In the year that brings Verdi and Wagner together in the bicentenary of their births (1813), the Teatro alla Scala is to include in its 2012-2013 season a double Tetralogy: for all true Wagnerians and opera lovers everywhere, a full immersion into the most visionary journey ever to come out of the musical theatre from Monteverdi to the present. Four different stage settings linked in a single project created by director Guy Cassiers, under the guidance of one of the greatest interpreters of Wagner, Daniel Barenboim, and with four casts of excellent Wagnerians, well-kn own to opera-goers around the world.

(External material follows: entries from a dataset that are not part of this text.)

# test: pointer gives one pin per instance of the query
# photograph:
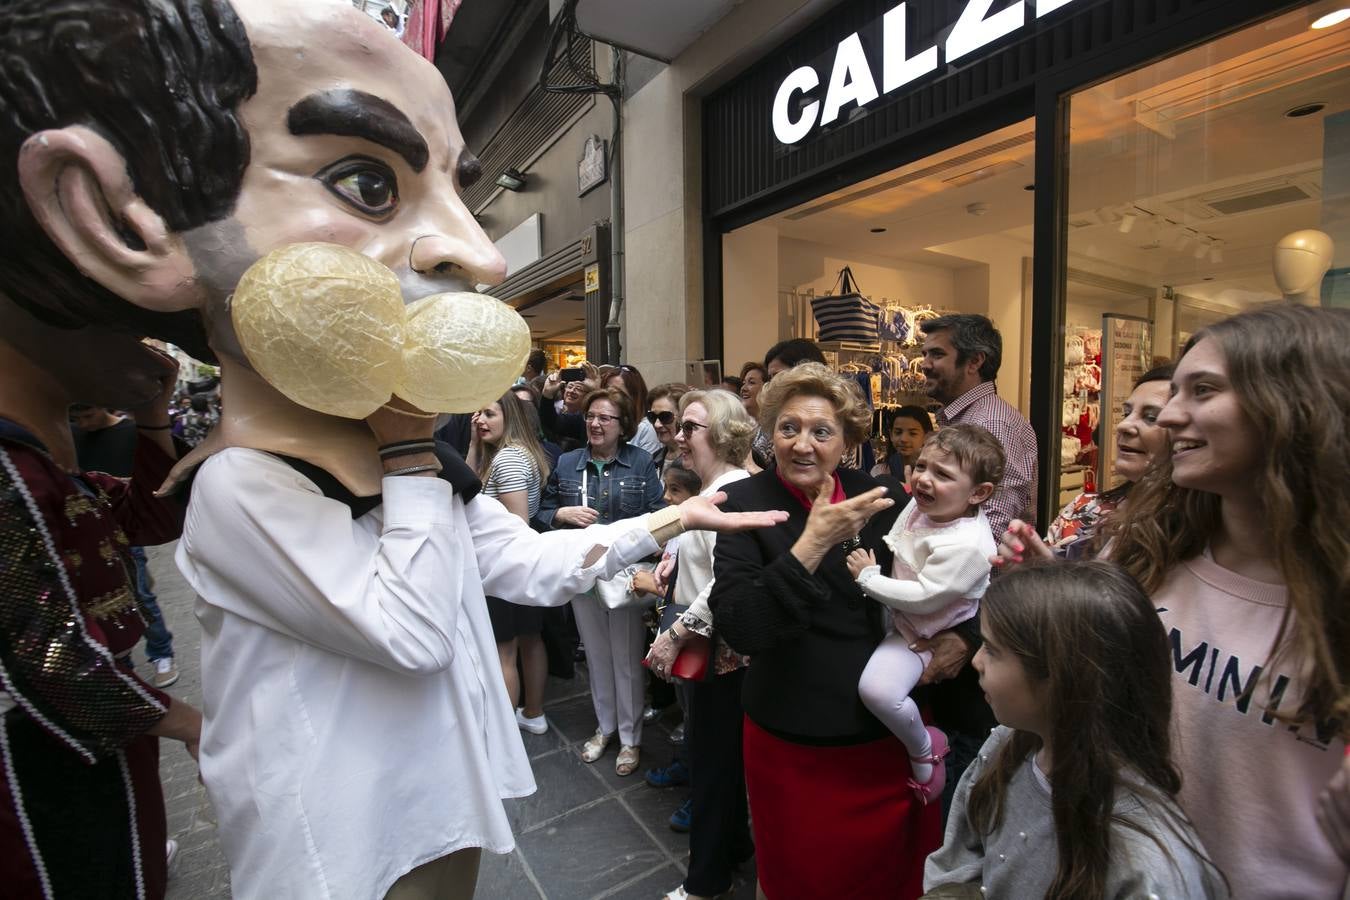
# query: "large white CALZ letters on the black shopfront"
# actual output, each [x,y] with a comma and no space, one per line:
[853,79]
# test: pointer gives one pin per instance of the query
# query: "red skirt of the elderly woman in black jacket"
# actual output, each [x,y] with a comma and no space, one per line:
[836,821]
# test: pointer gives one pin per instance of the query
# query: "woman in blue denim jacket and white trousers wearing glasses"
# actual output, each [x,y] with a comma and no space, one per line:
[603,482]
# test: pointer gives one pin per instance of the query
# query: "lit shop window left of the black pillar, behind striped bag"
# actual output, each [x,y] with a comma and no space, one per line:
[950,233]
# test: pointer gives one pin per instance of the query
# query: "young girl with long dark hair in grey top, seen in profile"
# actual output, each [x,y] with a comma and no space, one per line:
[1074,798]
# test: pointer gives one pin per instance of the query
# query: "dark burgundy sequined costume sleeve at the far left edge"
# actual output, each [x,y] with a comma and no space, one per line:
[64,612]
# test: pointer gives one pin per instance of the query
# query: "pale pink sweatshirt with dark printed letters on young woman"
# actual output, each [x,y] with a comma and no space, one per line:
[1249,782]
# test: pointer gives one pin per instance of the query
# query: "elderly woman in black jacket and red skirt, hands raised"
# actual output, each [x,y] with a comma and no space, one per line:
[826,779]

The Scala’s connection with Wagner has solid roots, stretching back in time. On 26 of December 1898, the thirty-one-year-old Arturo Toscanini made his début in the Theatre with Die Meistersinger von Nürnberg. After that and until his move to the United States, each year alongside Aida, La Traviata, Rigoletto, Falstaff, Otello and Un Ballo in Maschera, Toscanini conducted Wagnerian titles in almost perfect proportions: Lohengrin, Tannhäuser, Tristan und Isolde, Siegfried, Die Walküre, Götterdämmerung and Die Meistersinger von Nürnberg.

Victor de Sabata from Trieste, the former Habsburg seaport, maintained the Wagnerian tradition until his death in 1967. However, according to the annals, Wagner has been conducted at the Scala by a long line of great masters of the Germanic cultural sphere: Siegfried Wagner, Franz von Hösslin, Wilhelm Furtwängler, Clemens Krauss, Herbert von Karajan.

During the twentieth century, the Scala has staged integral performances of the Tetralogy eight times in the same season: 1927 and 1928 (conducted by Ettore Panizza, an Argentinian of Italian origin), 1930 (Siegfried Wagner), 1931 (Panizza), 1938 (Clemens Krauss), 1943 (Franz von Hösslin), 1949-50 (Wilhelm Furtwängler), 1962-63 (André Cluytens).

The last time the Ring was performed in the same week (six days to be precise) was in 1938, when Clemens Krauss conducted the Munich State Opera Chorus and Orchestra.

Today, Daniel Barenboim is to take up this legacy and offer the public his interpretation of Wagner.